EDITOR’S DESK: Streetcars: What price charisma?
Streetcars seem cool and all, and after all these years the Pikes Peak Historical Street Railway Foundation should get a prize for persistence, if nothing else. Still, I
found myself wondering, as I read through the recently released “Streetcar Feasibility Study,” just how viable such a system really would be.
Interestingly, the whole concept seems to rely on some indefinable charisma that streetcars have. Wherever they are built, they attract more riders than buses do, not to mention development interest along their routes, according to the study's research. That's intriguing, but begs the uneasy question (unaddressed in the study): What if the charisma goes away?

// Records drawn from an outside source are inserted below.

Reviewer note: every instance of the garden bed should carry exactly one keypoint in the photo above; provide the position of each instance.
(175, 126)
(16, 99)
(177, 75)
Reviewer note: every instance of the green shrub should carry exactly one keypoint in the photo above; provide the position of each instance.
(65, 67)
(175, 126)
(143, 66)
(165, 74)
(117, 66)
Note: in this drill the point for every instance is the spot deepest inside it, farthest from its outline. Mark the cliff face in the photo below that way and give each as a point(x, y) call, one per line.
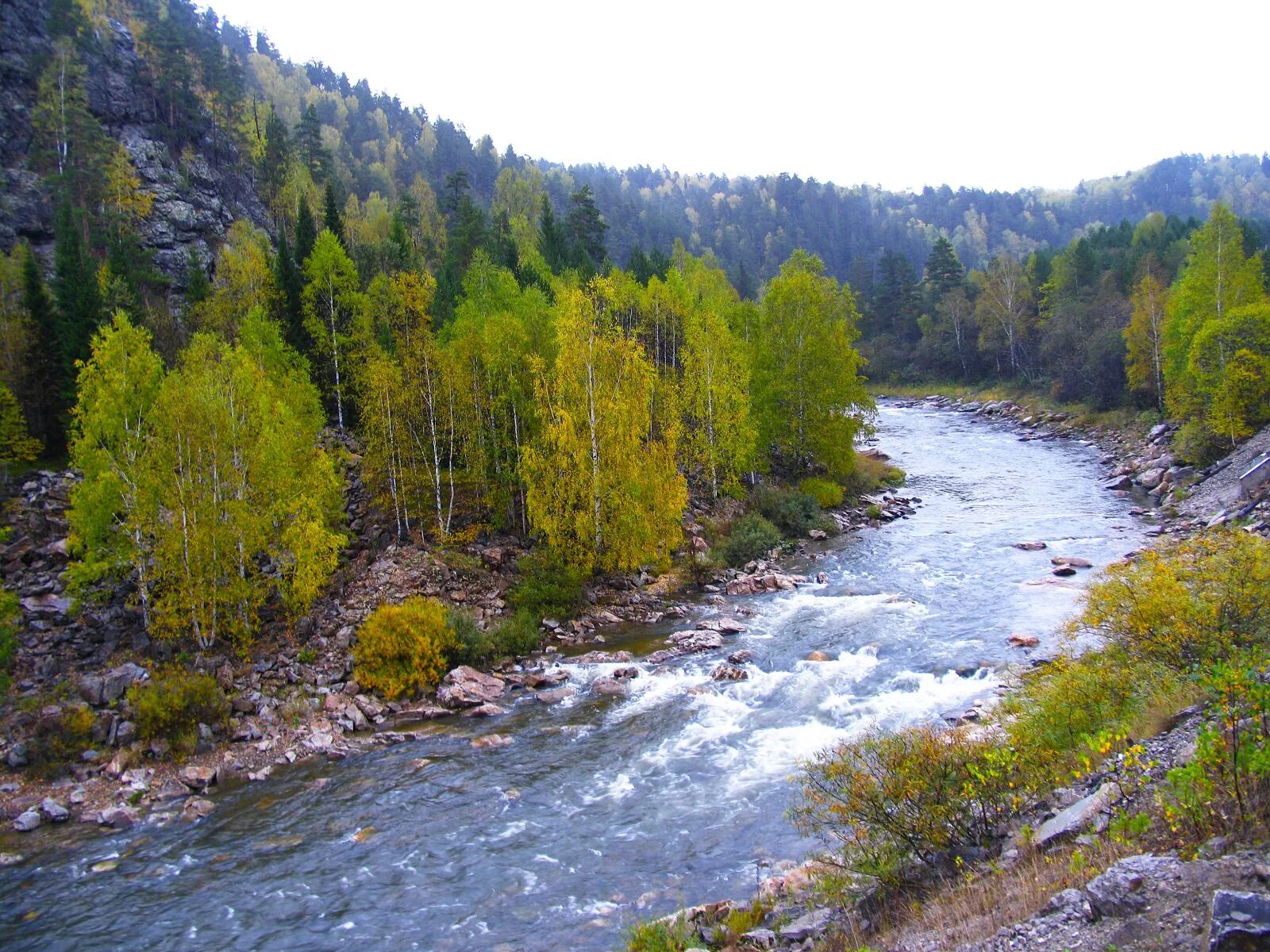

What if, after a year or two or three, potential riders stop saying "Gee whiz" at the sight of a real, honest-to-God electrificated streetcar in their midst, and start saying instead, "You know, that thing isn't getting me there any faster than the bus," or "That's the 19th time I've gotten stuck behind one of those bulk-wads on Colorado Avenue," or (even closer to home), "My $%&@ taxes just went up again! How much is that streetcar system costing us?"

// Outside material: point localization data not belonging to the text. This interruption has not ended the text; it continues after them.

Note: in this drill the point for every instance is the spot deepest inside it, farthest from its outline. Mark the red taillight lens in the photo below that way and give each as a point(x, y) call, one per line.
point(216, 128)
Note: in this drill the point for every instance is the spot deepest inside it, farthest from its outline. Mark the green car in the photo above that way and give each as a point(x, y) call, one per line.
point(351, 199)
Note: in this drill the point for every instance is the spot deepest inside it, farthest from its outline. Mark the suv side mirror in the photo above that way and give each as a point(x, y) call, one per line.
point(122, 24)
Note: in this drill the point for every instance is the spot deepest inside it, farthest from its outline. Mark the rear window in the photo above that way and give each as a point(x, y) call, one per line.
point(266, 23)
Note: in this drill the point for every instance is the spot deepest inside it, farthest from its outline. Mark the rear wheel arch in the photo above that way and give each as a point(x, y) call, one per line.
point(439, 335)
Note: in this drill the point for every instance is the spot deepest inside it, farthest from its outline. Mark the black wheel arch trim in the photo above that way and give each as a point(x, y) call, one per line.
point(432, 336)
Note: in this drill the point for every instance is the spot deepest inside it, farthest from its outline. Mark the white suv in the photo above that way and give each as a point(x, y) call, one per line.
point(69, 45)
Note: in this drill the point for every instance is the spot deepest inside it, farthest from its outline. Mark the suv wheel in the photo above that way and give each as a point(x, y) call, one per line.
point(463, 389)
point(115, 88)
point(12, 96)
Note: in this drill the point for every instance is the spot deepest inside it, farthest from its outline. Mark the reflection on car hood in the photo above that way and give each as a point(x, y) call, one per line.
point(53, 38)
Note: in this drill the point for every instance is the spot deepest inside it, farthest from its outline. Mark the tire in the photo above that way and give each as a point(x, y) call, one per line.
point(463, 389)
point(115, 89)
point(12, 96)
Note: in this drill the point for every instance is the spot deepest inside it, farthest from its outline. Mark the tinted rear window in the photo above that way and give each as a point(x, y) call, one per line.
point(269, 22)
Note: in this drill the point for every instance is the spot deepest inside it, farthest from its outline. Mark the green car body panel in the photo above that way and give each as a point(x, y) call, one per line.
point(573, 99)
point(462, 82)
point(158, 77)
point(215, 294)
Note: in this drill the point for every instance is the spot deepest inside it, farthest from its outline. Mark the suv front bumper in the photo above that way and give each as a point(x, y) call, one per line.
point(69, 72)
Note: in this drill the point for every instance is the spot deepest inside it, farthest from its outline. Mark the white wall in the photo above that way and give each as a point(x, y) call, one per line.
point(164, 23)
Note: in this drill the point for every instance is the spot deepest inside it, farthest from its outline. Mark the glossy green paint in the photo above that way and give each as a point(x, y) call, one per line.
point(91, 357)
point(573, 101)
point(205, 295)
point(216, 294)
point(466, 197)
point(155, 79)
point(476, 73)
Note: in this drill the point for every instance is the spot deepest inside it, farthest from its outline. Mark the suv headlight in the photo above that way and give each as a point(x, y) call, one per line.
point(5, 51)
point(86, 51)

The latter question really ought to get some microscopic scrutiny before this project gets too much farther down the, er, track. City Council members put up no objections and are probably relieved that streetcar proponents have thus far found funding sources elsewhere (putting aside for now the fact that federal grants are also "our" money and I thought we had a multi-trillion-dollar deficit). Plus the local situation could change - the study suggests future looks at city tax sources, also parking revenues. No streetcar system in America now makes better than 25 percent of its expenses at the farebox. Those streetcars could soak us financially... though in a charismatic way.